"It makes good sense to use clay for pots, vases, pitchers, and platters, but I like to have things both ways. I make things that could be functional, but I really want them to be considered works of art."
-Betty Woodman*
Betty Woodman is internationally recognized as one of the most important ceramic artists working today. Through her inventive use of color and form and her expert blend of a wide range of influences, she creates exuberant and captivating ceramic sculpture.
Employing many forms, from fragmented wall vases to bronze benches to pillow pitchers, she presents a delightful gathering of influences and traditions. Woodman has traveled extensively, finding inspiration in cultures around the world. Artist and writer Jeff Perrone has described Woodman’s remarkable ability to draw on many sources:
As a body of work, her ‘style’ is an ever-changing constellation of ceramic styles…This ceramic eclecticism is an implicit critique of modernist “purity”, the leveling of variety and difference. But Woodman’s eclecticism, her pluralism is not a scrambling or confusion of systems. It is the selection of what is best from various styles; it requires more care, more orderliness to be an eclectic than to apply a single standard or adhere to a single model.

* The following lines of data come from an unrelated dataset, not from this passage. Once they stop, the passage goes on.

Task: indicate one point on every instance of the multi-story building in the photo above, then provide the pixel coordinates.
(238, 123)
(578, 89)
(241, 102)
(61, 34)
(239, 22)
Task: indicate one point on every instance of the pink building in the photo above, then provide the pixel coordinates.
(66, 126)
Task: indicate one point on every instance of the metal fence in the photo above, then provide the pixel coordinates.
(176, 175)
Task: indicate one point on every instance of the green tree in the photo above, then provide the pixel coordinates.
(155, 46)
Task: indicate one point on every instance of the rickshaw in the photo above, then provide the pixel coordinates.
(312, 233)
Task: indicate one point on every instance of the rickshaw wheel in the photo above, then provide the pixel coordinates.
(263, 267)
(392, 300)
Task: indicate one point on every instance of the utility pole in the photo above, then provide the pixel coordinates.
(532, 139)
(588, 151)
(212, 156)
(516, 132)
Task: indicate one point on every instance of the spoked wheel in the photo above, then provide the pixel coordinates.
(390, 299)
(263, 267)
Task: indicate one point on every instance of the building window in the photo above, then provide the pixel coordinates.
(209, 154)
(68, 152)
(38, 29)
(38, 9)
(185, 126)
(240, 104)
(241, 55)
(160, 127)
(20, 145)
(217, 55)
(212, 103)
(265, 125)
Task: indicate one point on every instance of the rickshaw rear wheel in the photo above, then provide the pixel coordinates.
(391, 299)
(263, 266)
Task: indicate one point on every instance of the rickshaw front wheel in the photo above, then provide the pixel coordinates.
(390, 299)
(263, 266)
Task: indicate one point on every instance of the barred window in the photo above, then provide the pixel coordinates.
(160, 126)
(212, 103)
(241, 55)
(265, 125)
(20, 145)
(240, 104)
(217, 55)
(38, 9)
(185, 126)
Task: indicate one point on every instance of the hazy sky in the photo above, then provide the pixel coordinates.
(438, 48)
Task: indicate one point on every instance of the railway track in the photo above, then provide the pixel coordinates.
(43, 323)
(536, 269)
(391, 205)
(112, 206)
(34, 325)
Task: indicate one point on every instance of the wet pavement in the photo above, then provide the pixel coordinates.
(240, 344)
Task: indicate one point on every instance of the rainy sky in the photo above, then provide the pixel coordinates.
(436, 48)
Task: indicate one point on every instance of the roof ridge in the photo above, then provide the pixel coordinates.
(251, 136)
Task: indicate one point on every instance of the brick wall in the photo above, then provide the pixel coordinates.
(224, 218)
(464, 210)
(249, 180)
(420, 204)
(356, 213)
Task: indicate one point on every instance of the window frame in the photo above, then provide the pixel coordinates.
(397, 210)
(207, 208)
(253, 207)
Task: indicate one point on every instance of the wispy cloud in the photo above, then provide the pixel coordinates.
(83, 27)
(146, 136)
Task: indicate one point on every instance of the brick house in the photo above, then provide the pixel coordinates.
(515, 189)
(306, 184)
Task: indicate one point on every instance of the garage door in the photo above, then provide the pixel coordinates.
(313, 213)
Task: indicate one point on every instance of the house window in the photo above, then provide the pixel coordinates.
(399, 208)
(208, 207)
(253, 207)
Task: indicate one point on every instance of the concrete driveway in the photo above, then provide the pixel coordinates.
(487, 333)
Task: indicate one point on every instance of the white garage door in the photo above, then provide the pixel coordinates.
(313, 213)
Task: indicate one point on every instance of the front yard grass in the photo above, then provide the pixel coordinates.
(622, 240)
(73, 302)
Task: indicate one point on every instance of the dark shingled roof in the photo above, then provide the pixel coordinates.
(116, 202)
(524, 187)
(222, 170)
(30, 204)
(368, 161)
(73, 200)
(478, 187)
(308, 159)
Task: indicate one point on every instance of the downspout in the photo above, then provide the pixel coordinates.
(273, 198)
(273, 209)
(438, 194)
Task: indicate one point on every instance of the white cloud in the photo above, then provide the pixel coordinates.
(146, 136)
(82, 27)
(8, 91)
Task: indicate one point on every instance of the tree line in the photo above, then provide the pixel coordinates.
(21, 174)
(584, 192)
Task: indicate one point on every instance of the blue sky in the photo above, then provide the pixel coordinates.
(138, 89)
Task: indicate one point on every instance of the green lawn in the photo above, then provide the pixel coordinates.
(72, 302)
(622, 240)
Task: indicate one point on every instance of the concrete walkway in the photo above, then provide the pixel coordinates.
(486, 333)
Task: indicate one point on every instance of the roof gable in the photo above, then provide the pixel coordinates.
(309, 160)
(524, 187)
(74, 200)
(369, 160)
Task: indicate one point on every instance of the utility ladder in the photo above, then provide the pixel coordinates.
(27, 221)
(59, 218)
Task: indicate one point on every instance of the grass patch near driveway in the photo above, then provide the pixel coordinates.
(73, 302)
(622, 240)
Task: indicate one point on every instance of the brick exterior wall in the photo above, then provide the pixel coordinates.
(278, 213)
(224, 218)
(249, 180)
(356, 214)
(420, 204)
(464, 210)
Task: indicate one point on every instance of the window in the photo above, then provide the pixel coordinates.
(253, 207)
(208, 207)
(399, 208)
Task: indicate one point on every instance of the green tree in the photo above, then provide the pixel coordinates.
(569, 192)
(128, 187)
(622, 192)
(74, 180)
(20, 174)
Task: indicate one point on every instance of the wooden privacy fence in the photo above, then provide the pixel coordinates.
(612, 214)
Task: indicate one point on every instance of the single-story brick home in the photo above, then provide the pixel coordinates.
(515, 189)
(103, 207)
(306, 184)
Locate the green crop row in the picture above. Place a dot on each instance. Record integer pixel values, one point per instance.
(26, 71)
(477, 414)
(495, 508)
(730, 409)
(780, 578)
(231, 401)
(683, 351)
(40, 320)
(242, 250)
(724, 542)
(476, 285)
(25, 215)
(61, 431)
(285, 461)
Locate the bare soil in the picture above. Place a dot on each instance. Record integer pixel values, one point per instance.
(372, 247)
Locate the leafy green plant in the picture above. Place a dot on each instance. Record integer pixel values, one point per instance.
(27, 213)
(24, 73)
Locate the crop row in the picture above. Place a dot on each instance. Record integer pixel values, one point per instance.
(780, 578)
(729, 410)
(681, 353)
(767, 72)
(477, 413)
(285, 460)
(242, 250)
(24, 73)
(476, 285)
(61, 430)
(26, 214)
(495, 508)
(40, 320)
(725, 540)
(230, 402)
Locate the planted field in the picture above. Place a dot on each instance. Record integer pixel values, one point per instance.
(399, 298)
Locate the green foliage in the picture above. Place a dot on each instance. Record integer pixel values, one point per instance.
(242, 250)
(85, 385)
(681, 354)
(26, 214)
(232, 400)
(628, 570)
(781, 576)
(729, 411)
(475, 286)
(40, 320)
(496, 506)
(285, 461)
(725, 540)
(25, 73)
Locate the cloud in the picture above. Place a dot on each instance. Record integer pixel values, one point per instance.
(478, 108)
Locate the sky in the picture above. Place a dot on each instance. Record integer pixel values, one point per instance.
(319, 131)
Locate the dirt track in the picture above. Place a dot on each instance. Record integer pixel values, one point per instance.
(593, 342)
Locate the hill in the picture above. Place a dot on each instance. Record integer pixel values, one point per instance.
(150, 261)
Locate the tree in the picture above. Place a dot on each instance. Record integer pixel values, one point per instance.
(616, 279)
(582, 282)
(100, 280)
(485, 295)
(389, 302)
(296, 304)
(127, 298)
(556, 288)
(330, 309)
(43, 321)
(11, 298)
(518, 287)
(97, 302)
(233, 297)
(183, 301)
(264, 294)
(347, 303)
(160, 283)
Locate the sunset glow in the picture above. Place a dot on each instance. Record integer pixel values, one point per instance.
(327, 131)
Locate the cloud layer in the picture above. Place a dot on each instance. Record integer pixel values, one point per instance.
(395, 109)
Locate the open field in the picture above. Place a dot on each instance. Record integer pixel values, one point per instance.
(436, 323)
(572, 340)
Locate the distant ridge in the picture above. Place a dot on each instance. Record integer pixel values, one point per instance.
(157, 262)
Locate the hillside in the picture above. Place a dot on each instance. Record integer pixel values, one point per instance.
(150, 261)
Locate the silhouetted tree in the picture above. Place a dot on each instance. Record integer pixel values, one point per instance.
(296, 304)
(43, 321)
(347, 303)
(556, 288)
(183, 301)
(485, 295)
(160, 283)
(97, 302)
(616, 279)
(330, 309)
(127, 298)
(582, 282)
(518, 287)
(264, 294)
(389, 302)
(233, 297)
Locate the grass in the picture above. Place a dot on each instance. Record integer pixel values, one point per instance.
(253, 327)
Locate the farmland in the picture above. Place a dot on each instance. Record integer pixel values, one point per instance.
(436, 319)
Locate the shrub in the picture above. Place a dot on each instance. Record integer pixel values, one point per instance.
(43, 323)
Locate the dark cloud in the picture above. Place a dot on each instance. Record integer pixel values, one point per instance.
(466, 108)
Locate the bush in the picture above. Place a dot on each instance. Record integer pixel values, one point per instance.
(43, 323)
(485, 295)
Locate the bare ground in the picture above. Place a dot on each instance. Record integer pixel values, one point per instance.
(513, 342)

For Woodman, this eclectic gathering is an essential part of her process:
"Things emerge in my studio from a seen image or experience that gets recalled in whatever work I am doing. The work becomes a conduit of the memory of a painting, a landscape, architecture, or some other visual stimulus. Once it starts to manifest itself in my art, the topic and subject then gets further researched in books, visits to museums, or by another trip."
Drawing no boundaries between traditions of fine art and craft, Woodman takes elements from the rich heritage of each and makes them her own. She uses the motif of the vase and the vessel repeatedly, allowing it to enrich her exploration of formal and painterly traditions:
"The centrality of the vase in my work is certainly a reference to a global perspective on art history and production.The container is a universal symbol- it holds and pours all fluids, stores foods, and contains everything from our final remains to flowers. The vase motif connects what I do to all aspects of art. I can mix the motifs of a classic Greek vase on one side of a triptych with the details of a Japanese print on the other all conveyed with a palette based on the hues of a recollected Hindu temple."
Professor of philosophy and writer Arthur Danto agrees about the solvency of the vase form in Woodman’s work:
Woodman’s vases project the use with which their meaning is connected, but at the same time declare their affinity with the Modernist art to which they owe their visual interest and originality. To live with one of Woodman’s pieces is to connect oneself with both sets of meanings- the eternal human meanings of the vase as subject, and the historical meanings of the vase as form.
Betty Woodman lives and works in New York City and Antella, Italy. Her work has been shown around the world in exhibitions in France, Italy, Holland and Japan. The Metropolitan Museum, New York had a retrospective of Woodman’s work in June 2006.